Publikasiterkini.com // Jakarta – Polda Metro Jaya tengah melakukan penyelidikan mendalam terkait penemuan senjata di lokasi ledakan yang terjadi di SMA Negeri 72, Kelapa Gading Barat, Jakarta Utara, pada Jumat (7/11/2025) siang.
Kabid Humas Polda Metro Jaya, Kombes Pol Budi Hermanto, membenarkan adanya benda yang menyerupai senjata api di tempat kejadian perkara (TKP). Namun, pihaknya belum dapat memastikan jenis senjata tersebut.
“Kita belum bisa memastikan apakah senjata itu rakitan atau pabrikan, tapi benar ada benda seperti senjata,” ujar Budi, dikutip dari Antara.
Berdasarkan foto yang beredar, ditemukan dua senjata api di lokasi, masing-masing satu senjata laras panjang dan satu pistol.
Polda Metro Jaya juga masih mendalami penyebab terjadinya ledakan di SMA Negeri 72. Tim Gegana turut dikerahkan untuk melakukan penyisiran di area sekolah guna mengantisipasi adanya ledakan susulan.
“Itu yang kita mau dalami. Lagi disisir juga oleh Gegana karena ledakan itu kan ada SOP khusus. Jangan sampai kita olah TKP, ada ledakan susulan. Kan belum tahu asal muasal ledakan itu karena apa,” kata Budi.

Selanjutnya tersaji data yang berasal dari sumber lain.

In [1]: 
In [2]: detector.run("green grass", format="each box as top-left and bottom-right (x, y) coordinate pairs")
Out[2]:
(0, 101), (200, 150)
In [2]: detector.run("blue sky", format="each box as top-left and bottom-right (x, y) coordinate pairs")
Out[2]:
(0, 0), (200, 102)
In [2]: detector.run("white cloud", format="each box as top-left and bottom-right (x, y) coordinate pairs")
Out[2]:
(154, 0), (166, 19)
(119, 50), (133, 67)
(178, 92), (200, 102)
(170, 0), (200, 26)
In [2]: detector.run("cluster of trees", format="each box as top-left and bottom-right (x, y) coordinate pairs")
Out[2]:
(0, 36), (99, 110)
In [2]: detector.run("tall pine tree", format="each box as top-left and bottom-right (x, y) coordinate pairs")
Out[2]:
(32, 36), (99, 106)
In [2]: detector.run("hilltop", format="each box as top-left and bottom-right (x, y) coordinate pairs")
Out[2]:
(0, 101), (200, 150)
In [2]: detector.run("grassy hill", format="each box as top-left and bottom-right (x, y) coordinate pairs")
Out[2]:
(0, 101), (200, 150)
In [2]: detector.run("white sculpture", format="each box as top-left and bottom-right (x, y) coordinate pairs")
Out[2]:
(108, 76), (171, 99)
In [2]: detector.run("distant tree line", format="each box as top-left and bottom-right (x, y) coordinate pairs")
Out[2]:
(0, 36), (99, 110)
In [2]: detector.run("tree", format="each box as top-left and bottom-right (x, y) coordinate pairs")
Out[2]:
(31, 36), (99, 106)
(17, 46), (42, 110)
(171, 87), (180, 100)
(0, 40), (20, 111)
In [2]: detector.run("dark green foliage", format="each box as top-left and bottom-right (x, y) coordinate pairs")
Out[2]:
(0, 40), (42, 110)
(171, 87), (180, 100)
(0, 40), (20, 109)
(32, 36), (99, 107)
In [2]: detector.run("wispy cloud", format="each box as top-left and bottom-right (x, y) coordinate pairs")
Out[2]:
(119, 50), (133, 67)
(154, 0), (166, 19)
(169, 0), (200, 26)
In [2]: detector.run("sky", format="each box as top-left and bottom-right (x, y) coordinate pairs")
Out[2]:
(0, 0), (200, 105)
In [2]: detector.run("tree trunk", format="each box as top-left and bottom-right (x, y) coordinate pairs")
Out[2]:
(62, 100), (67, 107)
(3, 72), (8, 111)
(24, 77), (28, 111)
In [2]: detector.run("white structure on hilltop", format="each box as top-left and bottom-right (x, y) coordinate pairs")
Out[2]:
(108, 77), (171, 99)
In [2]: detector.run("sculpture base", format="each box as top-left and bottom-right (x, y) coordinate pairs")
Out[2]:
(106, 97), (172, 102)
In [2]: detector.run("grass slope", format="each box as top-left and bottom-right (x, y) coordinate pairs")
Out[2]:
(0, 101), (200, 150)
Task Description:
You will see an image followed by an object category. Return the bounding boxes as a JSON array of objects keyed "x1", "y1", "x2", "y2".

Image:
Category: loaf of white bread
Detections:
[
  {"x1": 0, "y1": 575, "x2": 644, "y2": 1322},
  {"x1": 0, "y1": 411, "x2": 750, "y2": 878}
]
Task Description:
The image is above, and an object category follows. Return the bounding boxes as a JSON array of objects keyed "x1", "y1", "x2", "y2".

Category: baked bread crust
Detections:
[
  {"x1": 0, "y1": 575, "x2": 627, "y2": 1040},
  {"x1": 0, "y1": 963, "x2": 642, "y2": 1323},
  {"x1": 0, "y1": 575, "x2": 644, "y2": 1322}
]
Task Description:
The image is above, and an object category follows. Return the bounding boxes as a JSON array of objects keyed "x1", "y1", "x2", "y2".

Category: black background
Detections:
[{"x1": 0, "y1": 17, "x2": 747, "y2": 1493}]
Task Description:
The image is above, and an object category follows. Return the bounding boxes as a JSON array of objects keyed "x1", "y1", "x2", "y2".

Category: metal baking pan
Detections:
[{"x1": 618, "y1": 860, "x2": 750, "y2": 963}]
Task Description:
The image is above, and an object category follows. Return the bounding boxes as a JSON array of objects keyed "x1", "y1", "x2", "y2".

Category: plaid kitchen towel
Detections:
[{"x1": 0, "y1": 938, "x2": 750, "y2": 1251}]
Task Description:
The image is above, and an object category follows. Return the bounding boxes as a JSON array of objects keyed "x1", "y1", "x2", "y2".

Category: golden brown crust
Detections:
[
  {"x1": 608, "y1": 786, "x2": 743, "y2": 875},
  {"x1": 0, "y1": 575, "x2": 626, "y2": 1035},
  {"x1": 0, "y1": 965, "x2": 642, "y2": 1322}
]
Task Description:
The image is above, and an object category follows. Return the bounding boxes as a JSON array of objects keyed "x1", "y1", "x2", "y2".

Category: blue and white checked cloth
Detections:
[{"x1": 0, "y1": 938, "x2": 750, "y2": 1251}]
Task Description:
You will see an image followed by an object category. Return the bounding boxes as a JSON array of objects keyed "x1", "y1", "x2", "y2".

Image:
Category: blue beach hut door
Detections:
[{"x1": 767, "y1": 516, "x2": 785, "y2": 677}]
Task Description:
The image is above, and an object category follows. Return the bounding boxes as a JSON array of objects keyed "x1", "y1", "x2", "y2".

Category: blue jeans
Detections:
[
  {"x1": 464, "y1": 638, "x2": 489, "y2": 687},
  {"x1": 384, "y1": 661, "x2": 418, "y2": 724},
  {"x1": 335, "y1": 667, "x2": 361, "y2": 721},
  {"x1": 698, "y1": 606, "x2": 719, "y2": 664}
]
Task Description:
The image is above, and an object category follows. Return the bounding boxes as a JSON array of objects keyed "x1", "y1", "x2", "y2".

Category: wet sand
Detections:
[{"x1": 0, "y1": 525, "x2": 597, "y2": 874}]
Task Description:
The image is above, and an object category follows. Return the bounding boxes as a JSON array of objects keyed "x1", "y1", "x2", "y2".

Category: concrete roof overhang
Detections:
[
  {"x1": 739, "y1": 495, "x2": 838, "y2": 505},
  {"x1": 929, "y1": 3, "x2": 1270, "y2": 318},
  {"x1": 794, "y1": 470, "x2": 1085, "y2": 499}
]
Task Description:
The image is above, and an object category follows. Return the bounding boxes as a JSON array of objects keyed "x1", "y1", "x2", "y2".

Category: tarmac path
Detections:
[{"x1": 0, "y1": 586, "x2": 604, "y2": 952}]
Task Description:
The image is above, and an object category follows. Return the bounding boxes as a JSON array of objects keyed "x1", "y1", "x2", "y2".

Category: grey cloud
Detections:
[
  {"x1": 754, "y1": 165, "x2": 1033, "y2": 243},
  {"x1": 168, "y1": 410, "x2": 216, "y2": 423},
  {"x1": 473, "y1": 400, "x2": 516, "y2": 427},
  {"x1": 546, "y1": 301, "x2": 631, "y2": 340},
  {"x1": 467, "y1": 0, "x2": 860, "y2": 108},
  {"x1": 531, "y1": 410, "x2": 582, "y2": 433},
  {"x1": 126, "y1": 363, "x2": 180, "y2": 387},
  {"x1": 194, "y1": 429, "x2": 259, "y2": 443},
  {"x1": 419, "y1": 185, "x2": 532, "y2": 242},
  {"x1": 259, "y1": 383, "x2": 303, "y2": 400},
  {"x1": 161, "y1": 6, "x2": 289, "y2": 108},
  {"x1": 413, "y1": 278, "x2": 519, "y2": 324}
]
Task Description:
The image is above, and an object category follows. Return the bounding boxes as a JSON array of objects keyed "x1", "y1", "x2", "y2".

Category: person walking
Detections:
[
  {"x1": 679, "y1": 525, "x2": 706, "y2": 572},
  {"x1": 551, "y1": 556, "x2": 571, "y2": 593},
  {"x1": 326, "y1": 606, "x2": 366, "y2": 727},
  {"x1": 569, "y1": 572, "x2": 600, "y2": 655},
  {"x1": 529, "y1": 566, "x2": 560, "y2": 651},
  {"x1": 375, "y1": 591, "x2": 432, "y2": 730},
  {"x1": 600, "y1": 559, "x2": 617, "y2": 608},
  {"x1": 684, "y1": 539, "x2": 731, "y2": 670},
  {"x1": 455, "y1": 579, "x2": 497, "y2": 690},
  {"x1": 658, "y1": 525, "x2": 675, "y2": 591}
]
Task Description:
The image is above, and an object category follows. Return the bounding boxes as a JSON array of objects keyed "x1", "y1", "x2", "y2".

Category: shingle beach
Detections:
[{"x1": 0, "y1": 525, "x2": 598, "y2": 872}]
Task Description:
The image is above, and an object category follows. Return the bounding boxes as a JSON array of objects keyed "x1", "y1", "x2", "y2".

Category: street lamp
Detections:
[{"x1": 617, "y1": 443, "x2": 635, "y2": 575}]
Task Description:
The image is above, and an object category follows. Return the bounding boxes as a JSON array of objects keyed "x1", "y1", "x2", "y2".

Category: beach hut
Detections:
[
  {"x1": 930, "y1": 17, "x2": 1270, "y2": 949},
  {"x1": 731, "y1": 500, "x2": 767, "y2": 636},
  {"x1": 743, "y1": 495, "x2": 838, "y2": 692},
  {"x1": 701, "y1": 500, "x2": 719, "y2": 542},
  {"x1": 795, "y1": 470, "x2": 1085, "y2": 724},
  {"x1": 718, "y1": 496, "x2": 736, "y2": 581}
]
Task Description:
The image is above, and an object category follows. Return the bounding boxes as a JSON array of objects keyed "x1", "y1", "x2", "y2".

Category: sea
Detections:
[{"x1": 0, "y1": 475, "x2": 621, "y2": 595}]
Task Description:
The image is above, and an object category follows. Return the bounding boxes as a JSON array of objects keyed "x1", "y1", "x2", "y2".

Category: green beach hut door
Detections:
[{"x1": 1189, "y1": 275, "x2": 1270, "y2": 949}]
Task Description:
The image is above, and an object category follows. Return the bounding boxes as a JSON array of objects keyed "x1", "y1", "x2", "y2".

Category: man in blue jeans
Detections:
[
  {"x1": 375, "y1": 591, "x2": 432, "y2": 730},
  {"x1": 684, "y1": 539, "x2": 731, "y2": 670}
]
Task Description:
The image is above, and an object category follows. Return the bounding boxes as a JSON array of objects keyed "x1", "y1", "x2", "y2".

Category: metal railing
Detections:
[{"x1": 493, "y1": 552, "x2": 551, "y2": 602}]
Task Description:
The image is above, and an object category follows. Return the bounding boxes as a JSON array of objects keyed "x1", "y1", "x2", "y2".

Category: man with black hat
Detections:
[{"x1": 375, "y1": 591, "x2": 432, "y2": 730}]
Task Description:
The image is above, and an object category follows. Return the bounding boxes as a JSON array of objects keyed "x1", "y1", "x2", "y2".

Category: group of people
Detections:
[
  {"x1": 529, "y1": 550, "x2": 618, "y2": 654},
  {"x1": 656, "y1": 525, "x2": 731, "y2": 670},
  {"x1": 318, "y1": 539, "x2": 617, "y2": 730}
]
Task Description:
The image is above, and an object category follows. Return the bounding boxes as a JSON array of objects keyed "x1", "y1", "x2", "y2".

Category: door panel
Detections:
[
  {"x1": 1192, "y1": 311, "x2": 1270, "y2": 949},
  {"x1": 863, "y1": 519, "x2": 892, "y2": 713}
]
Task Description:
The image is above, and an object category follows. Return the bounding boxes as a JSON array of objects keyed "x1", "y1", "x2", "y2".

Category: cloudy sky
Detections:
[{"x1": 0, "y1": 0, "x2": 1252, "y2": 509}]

Sementara itu, Kapolda Metro Jaya Irjen Pol Asep Edi Suheri menyebutkan, sebanyak 54 orang mengalami luka-luka akibat peristiwa tersebut.
“Data yang kita terima, 54 orang luka ringan dan sedang, bahkan ada yang sudah pulang. Sementara itu dulu, nanti kalau ada perkembangan lebih lanjut akan kami informasikan kembali,” ujarnya.
Sebagai langkah pengamanan, polisi telah memasang garis polisi di sekitar lokasi dan melakukan sterilisasi oleh tim penjinak bom.
Selain itu, Polda Metro Jaya juga membuka dua posko bantuan untuk keluarga korban di RS Yarsi dan RS Islam Cempaka Putih, Jakarta Pusat.
“Langkah-langkah membuat posko di Rumah Sakit Yarsi guna membantu keluarga korban untuk mencari anak-anak didiknya yang sedang dirawat,” tutup Asep.